Wiles considers her contemporaries as ‘disrupters’, positioning herself as the pivot that keeps the chaos turning. The other photo of her, a full body portrait, suggests otherwise. Taken at a distance, she is composed at the centre of the frame, however she is not the focal point of the image. She blends into the backdrop rather than standing in the foreground, while a doorway takes up a significant section of the frame’s depth. Anderson perhaps contends that Wiles is not the centre piece of the Trump administration, rather a caretaker to the doorways of power that Trump walks through. Her role as chief of staff requires her to both facilitate and reign in the President, however this portrait of Wiles suggests that no band of disrupters can truly reign in the chief disrupter himself.
There are two notable photos of Marco Rubio, Secretary of State and National Security Adviser.

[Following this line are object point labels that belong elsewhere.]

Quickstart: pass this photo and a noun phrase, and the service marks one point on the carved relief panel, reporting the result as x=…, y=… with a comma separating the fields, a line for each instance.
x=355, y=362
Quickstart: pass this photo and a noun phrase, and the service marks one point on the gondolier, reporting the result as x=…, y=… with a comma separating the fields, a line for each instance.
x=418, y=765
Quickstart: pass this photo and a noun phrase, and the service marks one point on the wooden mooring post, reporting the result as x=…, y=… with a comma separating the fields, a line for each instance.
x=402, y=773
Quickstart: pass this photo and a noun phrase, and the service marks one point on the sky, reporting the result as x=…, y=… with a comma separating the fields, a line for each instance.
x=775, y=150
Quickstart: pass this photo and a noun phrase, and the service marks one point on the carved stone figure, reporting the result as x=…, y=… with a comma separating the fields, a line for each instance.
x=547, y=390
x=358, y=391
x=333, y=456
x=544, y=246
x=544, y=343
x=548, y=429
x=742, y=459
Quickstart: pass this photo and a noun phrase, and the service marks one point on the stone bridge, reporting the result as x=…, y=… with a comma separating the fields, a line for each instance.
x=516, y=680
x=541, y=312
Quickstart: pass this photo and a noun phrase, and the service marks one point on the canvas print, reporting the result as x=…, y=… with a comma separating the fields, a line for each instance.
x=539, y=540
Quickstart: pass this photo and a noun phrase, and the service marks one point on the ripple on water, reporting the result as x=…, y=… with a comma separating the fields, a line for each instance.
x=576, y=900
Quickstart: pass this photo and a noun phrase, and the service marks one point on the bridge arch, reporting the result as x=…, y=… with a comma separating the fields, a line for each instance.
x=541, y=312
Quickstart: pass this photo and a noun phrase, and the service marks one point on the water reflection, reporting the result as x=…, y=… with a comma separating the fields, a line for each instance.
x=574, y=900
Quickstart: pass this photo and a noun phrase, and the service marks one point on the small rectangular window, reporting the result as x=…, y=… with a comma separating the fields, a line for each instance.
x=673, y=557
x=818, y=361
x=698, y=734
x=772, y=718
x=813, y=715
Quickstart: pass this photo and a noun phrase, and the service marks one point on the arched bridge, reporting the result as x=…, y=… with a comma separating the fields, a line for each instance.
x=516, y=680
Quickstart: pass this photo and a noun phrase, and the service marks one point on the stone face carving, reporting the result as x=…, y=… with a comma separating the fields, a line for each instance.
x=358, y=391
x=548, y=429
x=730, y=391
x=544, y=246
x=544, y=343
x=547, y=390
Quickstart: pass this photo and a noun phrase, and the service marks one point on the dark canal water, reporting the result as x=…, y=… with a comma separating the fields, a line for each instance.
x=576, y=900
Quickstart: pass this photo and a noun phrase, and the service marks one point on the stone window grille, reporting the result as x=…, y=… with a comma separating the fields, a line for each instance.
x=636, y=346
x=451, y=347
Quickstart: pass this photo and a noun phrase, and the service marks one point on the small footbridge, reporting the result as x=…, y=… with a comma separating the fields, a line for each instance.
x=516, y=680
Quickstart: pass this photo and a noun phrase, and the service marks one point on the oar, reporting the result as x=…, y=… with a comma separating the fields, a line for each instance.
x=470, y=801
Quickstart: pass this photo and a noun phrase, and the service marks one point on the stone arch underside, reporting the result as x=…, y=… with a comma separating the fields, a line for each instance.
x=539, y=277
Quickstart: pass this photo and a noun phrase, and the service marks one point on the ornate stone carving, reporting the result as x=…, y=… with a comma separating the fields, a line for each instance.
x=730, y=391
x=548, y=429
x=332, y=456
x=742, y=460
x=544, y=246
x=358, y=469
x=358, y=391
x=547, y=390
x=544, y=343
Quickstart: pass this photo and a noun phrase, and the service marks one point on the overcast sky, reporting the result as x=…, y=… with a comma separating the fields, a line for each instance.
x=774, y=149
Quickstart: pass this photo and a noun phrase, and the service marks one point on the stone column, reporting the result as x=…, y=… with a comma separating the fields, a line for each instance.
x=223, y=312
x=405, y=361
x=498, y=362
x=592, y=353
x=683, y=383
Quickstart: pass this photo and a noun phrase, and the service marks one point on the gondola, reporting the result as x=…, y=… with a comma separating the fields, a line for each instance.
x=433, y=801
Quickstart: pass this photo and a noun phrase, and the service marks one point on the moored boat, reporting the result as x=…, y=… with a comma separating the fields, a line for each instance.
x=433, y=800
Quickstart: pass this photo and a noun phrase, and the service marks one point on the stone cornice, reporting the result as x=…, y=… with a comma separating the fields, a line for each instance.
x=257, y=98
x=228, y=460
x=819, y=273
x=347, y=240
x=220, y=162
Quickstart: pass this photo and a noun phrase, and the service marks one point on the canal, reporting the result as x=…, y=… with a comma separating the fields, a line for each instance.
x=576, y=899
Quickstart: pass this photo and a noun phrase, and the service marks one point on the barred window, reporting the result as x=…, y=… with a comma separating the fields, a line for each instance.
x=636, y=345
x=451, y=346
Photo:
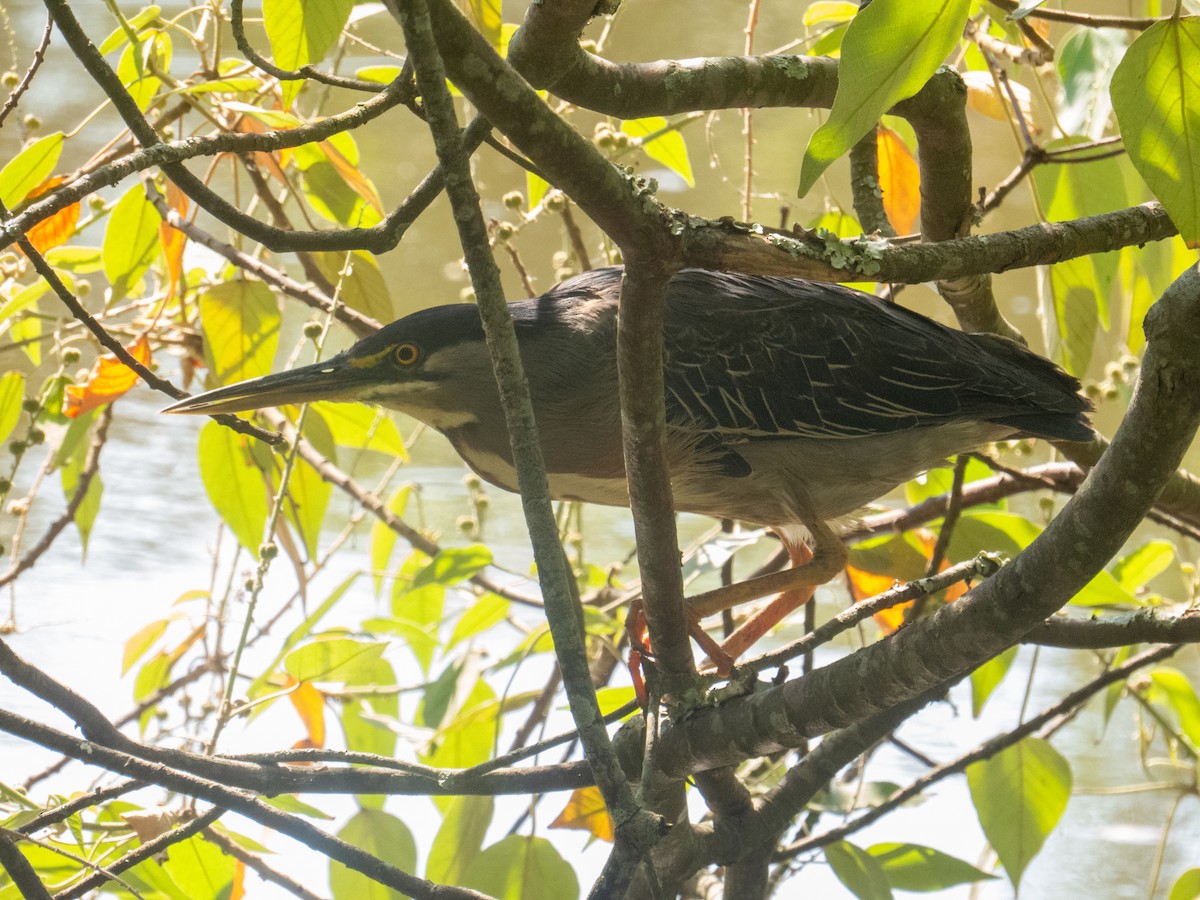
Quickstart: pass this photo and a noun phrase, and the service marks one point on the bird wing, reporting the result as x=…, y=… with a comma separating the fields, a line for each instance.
x=756, y=358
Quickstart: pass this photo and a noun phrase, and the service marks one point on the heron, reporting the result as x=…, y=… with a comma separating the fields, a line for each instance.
x=790, y=403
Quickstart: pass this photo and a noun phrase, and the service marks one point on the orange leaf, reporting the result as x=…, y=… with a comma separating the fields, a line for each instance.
x=586, y=813
x=109, y=379
x=353, y=177
x=58, y=228
x=310, y=705
x=173, y=240
x=899, y=180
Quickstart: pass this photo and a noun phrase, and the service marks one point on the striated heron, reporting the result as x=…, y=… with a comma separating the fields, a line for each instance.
x=789, y=403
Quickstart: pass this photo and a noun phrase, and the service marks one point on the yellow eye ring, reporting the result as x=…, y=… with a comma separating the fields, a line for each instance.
x=406, y=354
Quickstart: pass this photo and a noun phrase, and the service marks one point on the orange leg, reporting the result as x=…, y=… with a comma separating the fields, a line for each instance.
x=774, y=612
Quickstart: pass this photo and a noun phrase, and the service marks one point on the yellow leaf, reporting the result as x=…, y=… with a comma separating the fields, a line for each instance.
x=899, y=180
x=109, y=379
x=586, y=813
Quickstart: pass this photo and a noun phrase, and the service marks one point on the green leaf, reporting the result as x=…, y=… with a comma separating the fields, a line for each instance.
x=988, y=677
x=666, y=145
x=889, y=51
x=1171, y=688
x=118, y=36
x=521, y=868
x=300, y=33
x=484, y=612
x=1187, y=887
x=1075, y=313
x=1145, y=564
x=131, y=240
x=1019, y=796
x=361, y=718
x=911, y=867
x=460, y=839
x=1157, y=100
x=234, y=484
x=454, y=565
x=29, y=168
x=199, y=868
x=241, y=330
x=363, y=427
x=331, y=659
x=858, y=870
x=85, y=513
x=12, y=395
x=383, y=539
x=1086, y=60
x=382, y=835
x=363, y=288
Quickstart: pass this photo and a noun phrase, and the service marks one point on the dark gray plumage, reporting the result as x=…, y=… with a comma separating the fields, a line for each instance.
x=787, y=402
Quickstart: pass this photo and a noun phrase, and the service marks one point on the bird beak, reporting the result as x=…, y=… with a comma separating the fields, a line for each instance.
x=333, y=379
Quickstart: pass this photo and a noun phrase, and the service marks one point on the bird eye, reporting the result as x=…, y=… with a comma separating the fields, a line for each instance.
x=406, y=354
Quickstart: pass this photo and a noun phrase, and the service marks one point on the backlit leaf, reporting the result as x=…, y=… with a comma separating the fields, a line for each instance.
x=301, y=31
x=12, y=395
x=131, y=240
x=521, y=868
x=1156, y=95
x=241, y=330
x=1020, y=795
x=55, y=229
x=310, y=706
x=889, y=51
x=29, y=168
x=363, y=427
x=911, y=867
x=460, y=839
x=858, y=870
x=334, y=659
x=382, y=835
x=109, y=379
x=234, y=483
x=899, y=180
x=666, y=147
x=586, y=811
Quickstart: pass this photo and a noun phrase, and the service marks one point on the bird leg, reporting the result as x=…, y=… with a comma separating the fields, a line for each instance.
x=828, y=557
x=785, y=603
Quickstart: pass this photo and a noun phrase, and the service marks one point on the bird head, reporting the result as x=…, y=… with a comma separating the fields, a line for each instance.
x=432, y=365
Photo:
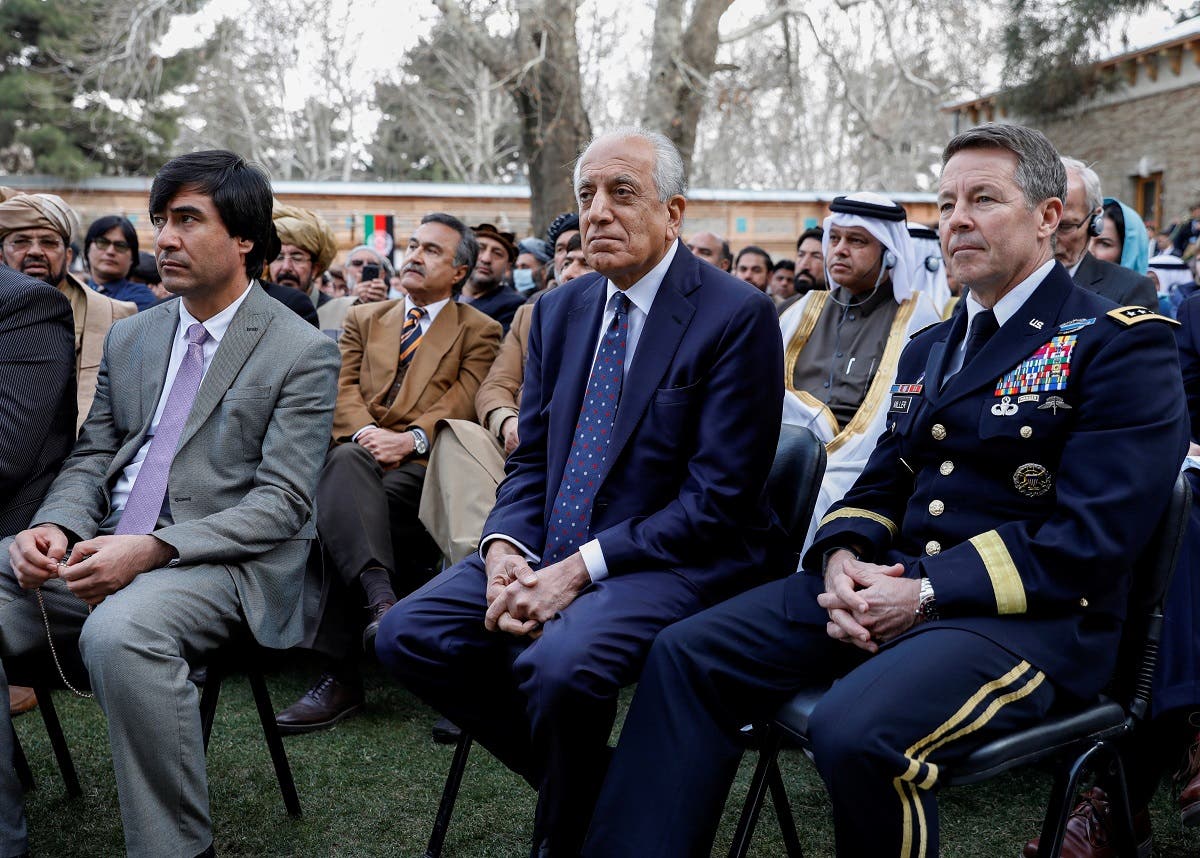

The first poises Rubio from behind, captured from a distance, looking out the White House Windows with his hands entrenched in his pockets. Windows as an artistic trope are often employed as a means of adding light and texture to an image or, conversely, to highlight the lack of light coming into a room. Rubio’s photograph is evocative of the latter. Anderson captures the private realm Rubio inhabits as dominating the image and dampening the incoming light from the public sphere. Placed within the context of the Trump administration’s extensive dismantling of USAID, the photograph is evocative of the ‘America First’ rhetoric of the administration urging the shift away from previously established US bureaucratic commitments toward self interest.
The second photo of Rubio is particularly absurd. He is pictured side facing, bowing to a table lamp. A lamp, one must note, is an artificial light, subverting light as a tool for enlightenment. The visual language of using a lamp in this context serves to criticise Trumpism as an artificially curated form of populism that appeals to MAGA followers as a beacon of light for the everyman’s fight against the ‘deep state’. Under Trump, however, corporate tax has been cut from 35% to 21% and the wealthy see disproportionate tax cuts comparatively to the lower middle classes.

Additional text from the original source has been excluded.